ANCHORAGE, Alaska — Two Alaska nonprofit organizations have been selected to receive federal grants to help uninsured Alaskans navigate through the federal health care overhaul.
Enrollment for coverage under the Affordable Care Act begins Oct. 1 and coverage starts Jan. 1. The state of Alaska, however, opted out of establishing an insurance market, so the federal government is stepping in.
“It’s not fair to Alaskans not to have anything, so where that choice has been abdicated by the state, we come in and run the marketplace,” said Susan Johnson, Northwest regional director of the U.S. Department of Health and Human Services.
The two “Navigator” grants announced Thursday are each for about $300,000. The money goes to United Way of Anchorage for urban areas and the Alaska Native Tribal Health Consortium for rural areas, the Anchorage Daily News reported (http://is.gd/GFRWB0).
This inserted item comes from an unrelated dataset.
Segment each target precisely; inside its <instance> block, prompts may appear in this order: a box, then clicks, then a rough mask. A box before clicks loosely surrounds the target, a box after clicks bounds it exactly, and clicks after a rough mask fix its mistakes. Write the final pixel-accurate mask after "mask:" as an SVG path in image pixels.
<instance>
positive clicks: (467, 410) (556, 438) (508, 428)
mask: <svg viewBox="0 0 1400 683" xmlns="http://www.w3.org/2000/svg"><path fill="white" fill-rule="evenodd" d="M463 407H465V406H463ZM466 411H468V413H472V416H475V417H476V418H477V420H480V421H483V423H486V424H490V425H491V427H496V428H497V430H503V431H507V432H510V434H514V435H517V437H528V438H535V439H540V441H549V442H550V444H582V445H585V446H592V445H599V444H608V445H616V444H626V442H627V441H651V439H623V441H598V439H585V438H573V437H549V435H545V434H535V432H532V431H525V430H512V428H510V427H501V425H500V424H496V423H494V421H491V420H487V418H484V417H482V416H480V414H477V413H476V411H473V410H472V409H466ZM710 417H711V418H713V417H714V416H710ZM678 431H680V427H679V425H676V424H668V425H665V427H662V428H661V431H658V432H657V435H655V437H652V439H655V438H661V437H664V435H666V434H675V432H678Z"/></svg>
Gov. Sean Parnell has excluded the state from two main provisions of the new health care law. One is the insurance exchange or marketplace, where private insurers would compete for business from Alaskans. The other is expansion of Medicaid that would include more low-income residents in the subsidized health care program.
Parnell has said he would reconsider the Medicaid decision in the budget he presents to state lawmakers in January.
Alaska could still be fully reimbursed by the federal government for the expansion as long as it occurs by March 2014, said Health and Human Services spokeswoman Carrie Glover.
Parnell has said he doesn’t trust the federal government to continue to reimburse the state for extra costs.
Johnson said the Medicaid expansion decision potentially affects 40,000 Alaskans.
The Seattle-based Johnson was in Anchorage Thursday to announce the grants. She conceded that the federal health care program passed by Congress in 2010 is complex.
Johnson said two insurance companies are signed up for the Alaska marketplace so far and a third may join them.
Rates are expected to be listed by Oct. 1, Johnson said. Companies on the exchanges are required to disclose their cost and benefits in established categories.
In states choosing to run the exchanges, the states themselves do public outreach with the help of federal grant money. In about 30 states like Alaska, the federal government gives grants to organizations to promote the exchanges.